Author affiliation(s) Center for Innovation Strategy and Policy and the Artificial Intelligence Center, SRI International
Primary contact Email: christina dot freyman at sri dot com
Year published 2018
Volume and issue 2
Page(s) 15
DOI 10.3389/frma.2017.00015
ISSN 2504-0537
Distribution license Creative Commons Attribution 4.0 International
Website https://www.frontiersin.org/articles/10.3389/frma.2017.00015/full
Download https://www.frontiersin.org/articles/10.3389/frma.2017.00015/pdf (PDF)

Abstract

When assessing the importance of materials (or other components) to a given set of applications, machine analysis of a very large corpus of scientific abstracts can provide an analyst a base of insights to develop further. The use of text analytics reduces the time required to conduct an evaluation, while allowing analysts to experiment with a multitude of different hypotheses. Because the scope and quantity of metadata analyzed can, and should, be large, any divergence from what a human analyst determines and what the text analysis shows provides a prompt for the human analyst to reassess any preliminary findings. In this work, we have successfully extracted material–application pairs and ranked them on their importance. This method provides a novel way to map scientific advances in a particular material to the application for which it is used. Approximately 438,000 titles and abstracts of scientific papers published from 1992 to 2011 were used to examine 16 materials. This analysis used coclustering text analysis to associate individual materials with specific clean energy applications, evaluate the importance of materials to specific applications, and assess their importance to clean energy overall. Our analysis reproduced the judgments of experts in assigning material importance to applications. The validated methods were then used to map the replacement of one material with another material in a specific application (batteries).

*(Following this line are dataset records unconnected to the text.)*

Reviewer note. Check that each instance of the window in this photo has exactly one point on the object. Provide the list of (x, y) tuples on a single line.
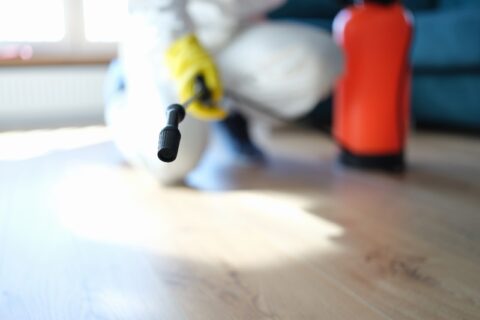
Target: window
[(60, 29), (31, 21), (103, 19)]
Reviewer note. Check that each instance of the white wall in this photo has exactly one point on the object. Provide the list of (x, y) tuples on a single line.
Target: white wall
[(36, 97)]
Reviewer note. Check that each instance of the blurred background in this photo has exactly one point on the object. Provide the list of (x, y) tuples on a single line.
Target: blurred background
[(54, 56), (53, 60)]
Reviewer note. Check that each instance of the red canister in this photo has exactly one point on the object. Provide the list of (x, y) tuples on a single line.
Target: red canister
[(372, 99)]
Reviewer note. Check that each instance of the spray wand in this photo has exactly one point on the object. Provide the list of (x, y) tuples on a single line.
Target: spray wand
[(170, 136)]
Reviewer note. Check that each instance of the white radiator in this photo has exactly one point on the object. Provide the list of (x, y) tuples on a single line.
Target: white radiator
[(46, 96)]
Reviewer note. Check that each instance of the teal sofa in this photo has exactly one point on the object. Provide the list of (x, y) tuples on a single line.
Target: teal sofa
[(445, 58)]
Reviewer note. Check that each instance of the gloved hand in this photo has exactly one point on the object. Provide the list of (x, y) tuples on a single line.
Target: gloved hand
[(187, 60)]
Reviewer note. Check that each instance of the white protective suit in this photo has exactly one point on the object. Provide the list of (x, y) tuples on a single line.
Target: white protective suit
[(285, 67)]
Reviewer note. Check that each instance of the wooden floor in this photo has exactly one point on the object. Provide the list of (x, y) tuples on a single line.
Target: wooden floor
[(83, 236)]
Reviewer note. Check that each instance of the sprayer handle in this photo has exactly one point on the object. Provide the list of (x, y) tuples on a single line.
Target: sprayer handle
[(169, 140)]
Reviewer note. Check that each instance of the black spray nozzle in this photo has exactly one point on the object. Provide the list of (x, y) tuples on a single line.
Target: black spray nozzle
[(170, 136), (169, 140)]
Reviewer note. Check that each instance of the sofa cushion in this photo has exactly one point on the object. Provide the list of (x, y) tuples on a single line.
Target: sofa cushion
[(458, 3), (447, 39), (308, 9), (448, 99), (329, 8)]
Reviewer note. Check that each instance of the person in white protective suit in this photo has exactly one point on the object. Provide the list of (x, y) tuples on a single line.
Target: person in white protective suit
[(284, 67)]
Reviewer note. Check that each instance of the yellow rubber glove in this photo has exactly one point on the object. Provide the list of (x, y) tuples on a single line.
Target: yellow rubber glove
[(187, 59)]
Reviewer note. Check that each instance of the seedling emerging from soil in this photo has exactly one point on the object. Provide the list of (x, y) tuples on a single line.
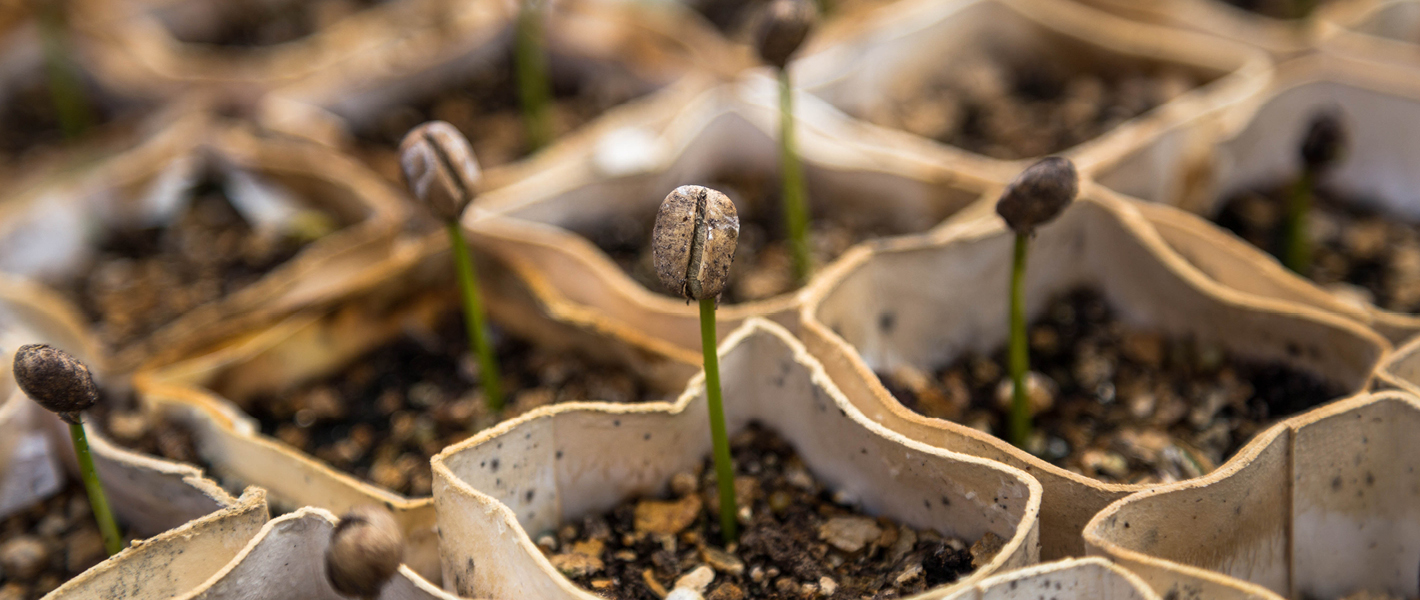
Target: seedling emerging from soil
[(1321, 149), (64, 386), (785, 23), (693, 244), (440, 170), (1035, 197), (534, 88), (365, 552)]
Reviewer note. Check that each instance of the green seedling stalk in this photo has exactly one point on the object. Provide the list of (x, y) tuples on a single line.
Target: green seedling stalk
[(1020, 358), (795, 207), (66, 90), (534, 88), (1297, 251), (107, 526), (473, 318), (719, 439)]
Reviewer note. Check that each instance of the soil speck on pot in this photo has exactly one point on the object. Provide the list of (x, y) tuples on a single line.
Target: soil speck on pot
[(795, 543)]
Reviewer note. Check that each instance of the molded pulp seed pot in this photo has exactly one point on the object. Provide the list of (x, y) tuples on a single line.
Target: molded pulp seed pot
[(919, 39), (560, 463), (658, 53), (537, 226), (1321, 505), (1379, 104), (176, 560), (925, 301), (1072, 579), (50, 233), (413, 287)]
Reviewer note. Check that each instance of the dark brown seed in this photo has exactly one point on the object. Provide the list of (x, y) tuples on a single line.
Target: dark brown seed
[(783, 29), (365, 551), (693, 241), (439, 168), (56, 380), (1038, 195)]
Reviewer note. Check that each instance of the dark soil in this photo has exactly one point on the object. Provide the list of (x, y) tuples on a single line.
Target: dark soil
[(484, 107), (763, 265), (384, 416), (48, 543), (1358, 251), (144, 278), (1125, 406), (254, 23), (1024, 109), (797, 541)]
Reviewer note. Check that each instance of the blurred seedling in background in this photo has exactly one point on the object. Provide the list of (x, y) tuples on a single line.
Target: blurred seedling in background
[(693, 244), (64, 386), (1033, 199), (442, 172), (783, 29)]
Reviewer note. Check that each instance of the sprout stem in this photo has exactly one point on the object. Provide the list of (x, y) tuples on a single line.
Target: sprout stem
[(1018, 353), (473, 318), (1297, 253), (107, 526), (534, 90), (795, 209), (719, 439)]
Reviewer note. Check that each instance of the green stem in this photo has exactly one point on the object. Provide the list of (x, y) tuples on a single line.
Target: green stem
[(795, 209), (1018, 352), (534, 90), (66, 90), (1297, 251), (107, 526), (473, 318), (719, 439)]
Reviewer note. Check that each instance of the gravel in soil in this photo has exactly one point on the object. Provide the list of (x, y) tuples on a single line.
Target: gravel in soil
[(254, 23), (797, 539), (144, 278), (384, 416), (1358, 253), (763, 265), (1024, 109), (484, 107), (1116, 403), (48, 543)]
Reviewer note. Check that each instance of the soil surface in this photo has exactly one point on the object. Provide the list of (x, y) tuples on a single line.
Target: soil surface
[(1119, 404), (484, 107), (253, 23), (144, 278), (388, 413), (763, 265), (795, 539), (48, 543), (1024, 109), (1356, 251)]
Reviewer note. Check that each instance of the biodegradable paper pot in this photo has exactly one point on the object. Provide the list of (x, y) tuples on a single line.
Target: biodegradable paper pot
[(1380, 105), (565, 461), (665, 53), (922, 36), (1321, 505), (1072, 579), (50, 231), (533, 224), (926, 301)]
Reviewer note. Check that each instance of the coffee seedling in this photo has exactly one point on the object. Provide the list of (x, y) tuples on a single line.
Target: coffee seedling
[(63, 385), (440, 170), (1033, 199), (365, 552), (785, 23), (1321, 149), (693, 244)]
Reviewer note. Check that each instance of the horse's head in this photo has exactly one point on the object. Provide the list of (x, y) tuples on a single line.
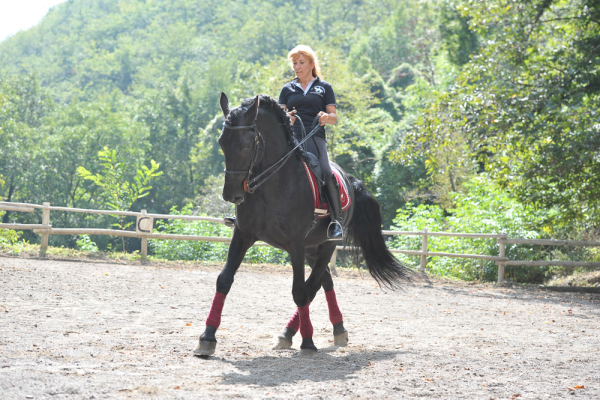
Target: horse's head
[(241, 144)]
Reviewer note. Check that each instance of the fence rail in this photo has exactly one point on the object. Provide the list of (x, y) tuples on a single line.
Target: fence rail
[(145, 221)]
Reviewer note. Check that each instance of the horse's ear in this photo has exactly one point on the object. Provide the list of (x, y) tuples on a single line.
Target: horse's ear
[(253, 110), (224, 103)]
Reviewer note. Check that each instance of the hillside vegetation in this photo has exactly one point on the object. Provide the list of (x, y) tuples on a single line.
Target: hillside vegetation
[(447, 108)]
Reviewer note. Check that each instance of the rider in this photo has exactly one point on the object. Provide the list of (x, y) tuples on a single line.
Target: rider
[(306, 97)]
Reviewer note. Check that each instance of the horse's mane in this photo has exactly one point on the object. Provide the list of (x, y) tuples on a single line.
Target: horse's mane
[(266, 103)]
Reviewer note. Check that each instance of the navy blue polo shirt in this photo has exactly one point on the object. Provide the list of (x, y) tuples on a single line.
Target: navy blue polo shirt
[(316, 99)]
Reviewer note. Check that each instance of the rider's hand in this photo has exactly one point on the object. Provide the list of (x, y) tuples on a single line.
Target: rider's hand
[(292, 116), (323, 118)]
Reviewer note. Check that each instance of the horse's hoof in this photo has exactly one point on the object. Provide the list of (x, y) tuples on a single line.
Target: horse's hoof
[(308, 353), (341, 340), (282, 343), (308, 348), (205, 348)]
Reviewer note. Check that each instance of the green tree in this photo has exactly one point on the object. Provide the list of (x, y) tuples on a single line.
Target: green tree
[(118, 193), (526, 106)]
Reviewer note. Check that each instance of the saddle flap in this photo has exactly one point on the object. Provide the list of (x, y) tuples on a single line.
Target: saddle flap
[(315, 166), (321, 207)]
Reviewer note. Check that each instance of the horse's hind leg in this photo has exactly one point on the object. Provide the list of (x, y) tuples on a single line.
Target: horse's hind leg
[(284, 340), (237, 249), (340, 334), (318, 260)]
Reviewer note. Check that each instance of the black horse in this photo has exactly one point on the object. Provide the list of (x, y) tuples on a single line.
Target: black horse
[(266, 180)]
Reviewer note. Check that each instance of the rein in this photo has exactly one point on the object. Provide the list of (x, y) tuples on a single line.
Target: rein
[(250, 185)]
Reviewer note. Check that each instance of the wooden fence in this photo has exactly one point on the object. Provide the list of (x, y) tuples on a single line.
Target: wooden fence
[(145, 222)]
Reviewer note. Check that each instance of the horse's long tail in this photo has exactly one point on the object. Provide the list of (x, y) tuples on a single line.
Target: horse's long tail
[(364, 233)]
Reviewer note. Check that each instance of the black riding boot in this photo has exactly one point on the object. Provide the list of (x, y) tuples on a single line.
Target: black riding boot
[(335, 231)]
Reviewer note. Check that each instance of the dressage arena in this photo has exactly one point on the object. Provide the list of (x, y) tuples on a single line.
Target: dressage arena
[(100, 330)]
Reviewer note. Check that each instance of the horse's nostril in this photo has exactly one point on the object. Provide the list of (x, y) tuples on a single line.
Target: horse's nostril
[(238, 200)]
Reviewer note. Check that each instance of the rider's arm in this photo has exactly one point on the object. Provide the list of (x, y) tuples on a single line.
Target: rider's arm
[(328, 117)]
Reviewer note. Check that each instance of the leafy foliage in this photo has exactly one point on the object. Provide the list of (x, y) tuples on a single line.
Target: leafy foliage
[(484, 208), (117, 192), (525, 107), (205, 251)]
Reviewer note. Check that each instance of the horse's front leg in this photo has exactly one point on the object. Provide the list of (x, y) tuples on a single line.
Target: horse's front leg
[(237, 249)]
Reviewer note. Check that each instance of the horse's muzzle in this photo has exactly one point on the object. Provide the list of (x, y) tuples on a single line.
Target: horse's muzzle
[(235, 198)]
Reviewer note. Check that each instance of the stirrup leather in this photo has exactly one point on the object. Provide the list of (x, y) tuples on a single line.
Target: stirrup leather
[(330, 229)]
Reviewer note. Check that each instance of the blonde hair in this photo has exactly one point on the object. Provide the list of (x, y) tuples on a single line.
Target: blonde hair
[(309, 54)]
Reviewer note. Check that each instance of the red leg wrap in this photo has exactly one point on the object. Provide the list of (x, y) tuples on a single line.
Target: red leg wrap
[(214, 316), (335, 315), (306, 329), (294, 322)]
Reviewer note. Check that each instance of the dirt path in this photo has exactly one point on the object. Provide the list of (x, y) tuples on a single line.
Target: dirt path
[(90, 330)]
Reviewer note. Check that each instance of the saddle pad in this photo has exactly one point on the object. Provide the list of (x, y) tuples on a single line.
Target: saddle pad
[(321, 208)]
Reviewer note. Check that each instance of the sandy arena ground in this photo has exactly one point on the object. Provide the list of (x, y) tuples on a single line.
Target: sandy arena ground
[(92, 330)]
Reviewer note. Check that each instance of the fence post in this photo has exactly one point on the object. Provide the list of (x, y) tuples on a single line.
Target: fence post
[(332, 262), (144, 241), (501, 253), (45, 221), (424, 250)]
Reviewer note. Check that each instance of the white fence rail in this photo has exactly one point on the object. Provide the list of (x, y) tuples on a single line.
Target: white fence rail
[(145, 222)]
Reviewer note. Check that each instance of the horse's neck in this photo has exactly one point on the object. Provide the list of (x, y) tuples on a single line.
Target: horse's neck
[(275, 141)]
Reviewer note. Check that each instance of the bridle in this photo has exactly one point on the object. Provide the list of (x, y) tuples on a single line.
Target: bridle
[(250, 185)]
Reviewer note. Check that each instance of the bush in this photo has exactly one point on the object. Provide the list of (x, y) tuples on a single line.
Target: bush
[(484, 208), (205, 251)]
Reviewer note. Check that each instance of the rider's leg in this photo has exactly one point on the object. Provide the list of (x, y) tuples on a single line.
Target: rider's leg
[(318, 146)]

Keywords: machine learning classification, science policy, coclustering, text analytics, critical materials, big data

Introduction

Scientific research and technological development are inherently combinatorial practices.[1] Researchers draw from, and build on, existing work in advancing the state of the art. Increasing the ability of researchers to review and understand previous research can stimulate and accelerate scientific progress. However, the number of scientific publications grows exponentially every year both on the aggregate level and in an individual field.[2] It is impossible for any single researcher or organization to keep up with the vastness of new scientific publications. The ability to use text analytics to map the current state of the art to detect progress would enable more efficient analyses of data.

The Intelligence Advanced Research Projects Activity recognized the scale problem in 2011, creating the research program Foresight and Understanding from Scientific Exposition. Under this program, SRI and other performers processed “the massive, multi-discipline, growing, noisy, and multilingual body of scientific and patent literature from around the world and automatically generated and prioritized technical terms within emerging technical areas, nominated those that exhibit technical emergence, and provided compelling evidence for the emergence.”[3] The work presented here applies and extends that platform to efficiently identify and describe the past and present evolution of research on a given set of materials. This work applies text analytics to demonstrate how these computational tools can be used by analysts to analyze much larger sets of data and develop more iterative and adaptive material assessments to better inform and shape government and industry research strategy and resource allocation.

Materials

Ground truth

The Department of Energy (DOE) has a specific interest in critical materials related to the energy economy. The DOE identifies critical materials through analysis of their use (demand) and supply. The approach balances an analysis of market dynamics (the vulnerability of materials to economic, geopolitical, and natural supply shocks) with technological analysis (the reliance of certain technologies on various materials). The DOE's R&D agenda is directly informed by assessments of material criticality. The DOE, the National Research Council, and the European Economic and Social Committee have all articulated a need for better measurements of material criticality. However, criticality depends on a multitude of different factors, including socioeconomic factors.[4] Various organizations across the world define resource criticality according to their own independent metrics and methodologies, and designations of criticality tend to vary dramatically.[4][5][6][7][8][9][10]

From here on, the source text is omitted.